As I approach half a year since I left my family’s household, I reflect on a feeling I have constantly — guilt.

I lived with my parents for 25 years. We endured many financial lows that resulted in moving from a house to an apartment and back to a house a couple of times as rent and inflation rose.

As a new Guatemalan immigrant family of five coming to West Oakland in 2001, we first lived in a single bedroom of a three-bedroom duplex apartment. The rest of the rooms were occupied by other immigrant families. We had the smallest room, and most of it was taken up by the bed that all five of us slept on. We were like a pack of pups cuddling together for warmth.

>>>Read: Why I Am Letting Go of ‘Latino’ as Part of My Self-Identification

Since then, we’ve lived comfortably in three-bedroom homes or cozy in two-bedroom apartments and, most recently, cramped in a one-bedroom apartment with a renovated garage converted into two separate rooms.

As I reached 25 years of age, sleeping in a small room in a garage, I felt ashamed of my living situation. I always reminded myself I had to be thankful for all my blessings, but with a full-time job and a community college education, I knew I could do better. I blamed the economy, housing prices, and the unfair hurdles of being undocumented for my circumstances. Ultimately, though, I knew my next step was all up to me.

As much as I wanted my own apartment, I had a lot of reasons not to leave. With more and more young adults returning to or staying in their parent’s home, I knew I wasn’t the only one in this situation. A recently released report from the Pew Research Center shows that nearly 4 out of 10 men ages 25 to 29 live with older family members. The same study showed that Asian, Hispanic, and Black people (especially if they are immigrants) are more likely to live with older family members than white Americans.

For years, my siblings and I have had a shared dream.
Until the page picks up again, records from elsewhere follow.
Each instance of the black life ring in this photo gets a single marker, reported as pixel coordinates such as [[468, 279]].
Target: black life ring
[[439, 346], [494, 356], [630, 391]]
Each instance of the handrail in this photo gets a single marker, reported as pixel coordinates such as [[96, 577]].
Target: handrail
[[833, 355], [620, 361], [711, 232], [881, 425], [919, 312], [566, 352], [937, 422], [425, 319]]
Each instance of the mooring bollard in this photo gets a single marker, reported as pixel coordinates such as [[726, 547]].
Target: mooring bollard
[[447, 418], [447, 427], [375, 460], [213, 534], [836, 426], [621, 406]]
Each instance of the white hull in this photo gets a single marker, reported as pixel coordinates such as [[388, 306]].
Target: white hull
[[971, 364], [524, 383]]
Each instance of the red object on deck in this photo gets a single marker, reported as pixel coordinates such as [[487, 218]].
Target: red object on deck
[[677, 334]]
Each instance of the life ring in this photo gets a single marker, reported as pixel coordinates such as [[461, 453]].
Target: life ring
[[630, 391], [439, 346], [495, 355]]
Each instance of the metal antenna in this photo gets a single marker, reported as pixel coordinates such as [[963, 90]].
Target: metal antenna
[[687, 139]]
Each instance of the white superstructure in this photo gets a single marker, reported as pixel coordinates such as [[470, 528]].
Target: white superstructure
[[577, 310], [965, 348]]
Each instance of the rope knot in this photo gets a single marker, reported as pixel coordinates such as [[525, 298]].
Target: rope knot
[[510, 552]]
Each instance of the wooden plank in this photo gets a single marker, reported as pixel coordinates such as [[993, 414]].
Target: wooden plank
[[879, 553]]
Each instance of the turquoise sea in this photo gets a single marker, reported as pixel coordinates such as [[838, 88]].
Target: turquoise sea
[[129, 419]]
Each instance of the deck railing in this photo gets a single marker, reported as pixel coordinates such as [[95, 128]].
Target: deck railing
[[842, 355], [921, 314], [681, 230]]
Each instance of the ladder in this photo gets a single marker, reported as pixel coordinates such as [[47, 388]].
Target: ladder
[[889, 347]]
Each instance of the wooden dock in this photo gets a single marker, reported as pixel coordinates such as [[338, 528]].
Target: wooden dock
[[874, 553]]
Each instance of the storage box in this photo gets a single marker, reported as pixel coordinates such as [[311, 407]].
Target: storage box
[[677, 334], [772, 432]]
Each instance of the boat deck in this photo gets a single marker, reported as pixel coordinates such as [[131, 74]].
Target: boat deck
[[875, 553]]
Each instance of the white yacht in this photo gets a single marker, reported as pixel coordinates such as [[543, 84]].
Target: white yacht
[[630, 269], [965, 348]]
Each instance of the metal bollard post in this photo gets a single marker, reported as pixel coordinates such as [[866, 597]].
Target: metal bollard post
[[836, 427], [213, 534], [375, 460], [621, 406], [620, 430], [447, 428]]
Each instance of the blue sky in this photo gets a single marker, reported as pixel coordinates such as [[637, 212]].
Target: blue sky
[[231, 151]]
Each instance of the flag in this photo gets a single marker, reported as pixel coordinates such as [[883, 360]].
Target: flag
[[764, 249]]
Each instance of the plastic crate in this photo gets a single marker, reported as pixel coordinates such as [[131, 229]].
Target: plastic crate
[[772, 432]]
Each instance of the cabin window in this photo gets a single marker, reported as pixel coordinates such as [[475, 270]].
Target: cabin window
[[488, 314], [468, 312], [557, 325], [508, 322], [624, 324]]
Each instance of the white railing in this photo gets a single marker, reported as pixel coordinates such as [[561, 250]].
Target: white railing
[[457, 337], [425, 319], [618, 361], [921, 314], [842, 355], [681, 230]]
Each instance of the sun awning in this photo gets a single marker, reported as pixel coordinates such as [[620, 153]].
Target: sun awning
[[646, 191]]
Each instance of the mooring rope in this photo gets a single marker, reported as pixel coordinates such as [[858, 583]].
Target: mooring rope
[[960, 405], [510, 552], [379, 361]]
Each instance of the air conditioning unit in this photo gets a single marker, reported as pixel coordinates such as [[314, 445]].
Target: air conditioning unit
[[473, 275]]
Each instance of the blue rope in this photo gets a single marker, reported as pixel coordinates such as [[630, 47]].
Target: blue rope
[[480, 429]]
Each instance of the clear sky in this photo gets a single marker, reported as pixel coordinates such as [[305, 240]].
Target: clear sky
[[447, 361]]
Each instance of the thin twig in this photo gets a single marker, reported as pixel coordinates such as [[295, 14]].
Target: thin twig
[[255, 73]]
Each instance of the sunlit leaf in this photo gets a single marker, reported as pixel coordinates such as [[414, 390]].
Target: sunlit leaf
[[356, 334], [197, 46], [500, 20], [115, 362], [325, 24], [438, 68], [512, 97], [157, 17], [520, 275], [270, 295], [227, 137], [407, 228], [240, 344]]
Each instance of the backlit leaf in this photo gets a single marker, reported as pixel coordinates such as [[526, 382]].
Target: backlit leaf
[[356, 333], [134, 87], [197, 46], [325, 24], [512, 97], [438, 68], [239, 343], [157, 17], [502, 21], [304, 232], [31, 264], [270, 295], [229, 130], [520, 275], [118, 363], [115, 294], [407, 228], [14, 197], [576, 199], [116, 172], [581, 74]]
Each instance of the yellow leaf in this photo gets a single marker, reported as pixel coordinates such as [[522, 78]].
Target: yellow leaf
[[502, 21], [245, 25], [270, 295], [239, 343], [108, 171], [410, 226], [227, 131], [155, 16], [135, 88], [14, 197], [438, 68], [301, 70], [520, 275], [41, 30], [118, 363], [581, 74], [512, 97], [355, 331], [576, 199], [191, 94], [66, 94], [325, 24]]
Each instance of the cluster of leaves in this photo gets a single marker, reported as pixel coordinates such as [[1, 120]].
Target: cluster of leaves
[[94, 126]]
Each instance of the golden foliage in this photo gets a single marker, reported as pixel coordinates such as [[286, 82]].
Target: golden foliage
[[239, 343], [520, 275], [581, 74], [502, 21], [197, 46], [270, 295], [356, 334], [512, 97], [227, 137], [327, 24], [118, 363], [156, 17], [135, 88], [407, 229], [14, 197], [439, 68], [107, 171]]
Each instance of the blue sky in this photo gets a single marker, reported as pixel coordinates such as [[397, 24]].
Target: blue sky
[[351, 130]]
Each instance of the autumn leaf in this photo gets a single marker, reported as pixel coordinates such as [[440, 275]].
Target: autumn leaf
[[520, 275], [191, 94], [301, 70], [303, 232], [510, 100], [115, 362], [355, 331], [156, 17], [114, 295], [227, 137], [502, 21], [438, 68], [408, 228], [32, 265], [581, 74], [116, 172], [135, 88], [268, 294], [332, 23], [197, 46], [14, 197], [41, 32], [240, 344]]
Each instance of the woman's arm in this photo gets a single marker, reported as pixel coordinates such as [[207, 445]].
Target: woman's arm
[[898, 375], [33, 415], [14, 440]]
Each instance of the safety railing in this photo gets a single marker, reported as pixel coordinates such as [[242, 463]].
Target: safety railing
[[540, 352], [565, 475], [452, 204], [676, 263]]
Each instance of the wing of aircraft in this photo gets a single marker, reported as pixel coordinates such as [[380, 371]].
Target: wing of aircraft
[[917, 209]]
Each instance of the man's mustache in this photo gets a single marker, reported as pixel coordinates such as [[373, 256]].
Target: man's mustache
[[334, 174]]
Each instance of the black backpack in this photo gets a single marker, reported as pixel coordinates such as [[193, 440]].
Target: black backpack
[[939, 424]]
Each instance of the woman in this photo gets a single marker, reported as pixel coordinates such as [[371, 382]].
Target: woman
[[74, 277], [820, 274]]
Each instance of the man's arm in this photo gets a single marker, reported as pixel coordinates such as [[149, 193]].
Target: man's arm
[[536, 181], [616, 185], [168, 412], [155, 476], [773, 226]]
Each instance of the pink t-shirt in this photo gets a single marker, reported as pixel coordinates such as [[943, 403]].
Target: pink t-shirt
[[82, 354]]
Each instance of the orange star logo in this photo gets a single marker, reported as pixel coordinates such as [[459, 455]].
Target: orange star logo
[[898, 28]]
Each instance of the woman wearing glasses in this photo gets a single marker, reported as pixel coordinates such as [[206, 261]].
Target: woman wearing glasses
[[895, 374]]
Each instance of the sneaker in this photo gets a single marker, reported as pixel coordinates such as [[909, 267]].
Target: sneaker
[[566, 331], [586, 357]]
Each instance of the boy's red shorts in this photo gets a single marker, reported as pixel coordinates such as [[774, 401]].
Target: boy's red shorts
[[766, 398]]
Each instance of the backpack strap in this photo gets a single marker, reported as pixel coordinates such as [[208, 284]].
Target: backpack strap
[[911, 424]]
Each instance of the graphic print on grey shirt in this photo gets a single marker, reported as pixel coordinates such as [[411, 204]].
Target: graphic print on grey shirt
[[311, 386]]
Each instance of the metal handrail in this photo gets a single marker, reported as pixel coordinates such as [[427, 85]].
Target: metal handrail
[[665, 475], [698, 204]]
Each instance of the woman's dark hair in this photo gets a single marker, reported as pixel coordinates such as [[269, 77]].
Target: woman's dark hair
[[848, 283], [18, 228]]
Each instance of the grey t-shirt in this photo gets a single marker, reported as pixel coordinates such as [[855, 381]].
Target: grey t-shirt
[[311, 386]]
We wanted to earn enough money to buy a big home with more than enough space for all of us to share, including future spouses and children. We dreamt of giving our parents a home they could retire in, becoming homeowners, and staying together as a family.

Sadly, that dream is far off from our current reality. My older brother now lives in Florida, I am out of the house, and my younger sister might soon be next in line to move out. My parents are living paycheck to paycheck with no retirement in sight as their bodies ache due to a life’s worth of long work hours and stressful rent cycles. Letting go of the dream that my siblings and I would buy a big house together is why I often feel guilty when I am enjoying my life away from my family.

>>>Read: ‘My Life Feels Like a Subscription’: An Immigrant’s Story

I live with my partner, who also moved out of her parents’ home for the first time, and we are making it on our own. We have our own cars, bills, a 7-week-old puppy, a one-bedroom home with backyard and a garage, WIFI, a stocked fridge and pantry, and all the freedom in the world.

It’s not like my parents are in shambles or starving, but I feel guilty that I am no longer part of my parent’s financial struggle. I feel guilty that I am mostly looking out for me and my household. The reality is that supporting them financially would set me back, and that is not what they want or what I want. They want me to go out on my own and be successful. And everything is good. I am doing it, living out here in The Bay.

One day, I know my siblings and I, no matter where we are, will be able to fund my parents’ retirement. Until then, I’ll find ways to channel this guilt into determination to ease my parents’ lives just as they made my life easier by bringing me to the U.S. from Guatemala.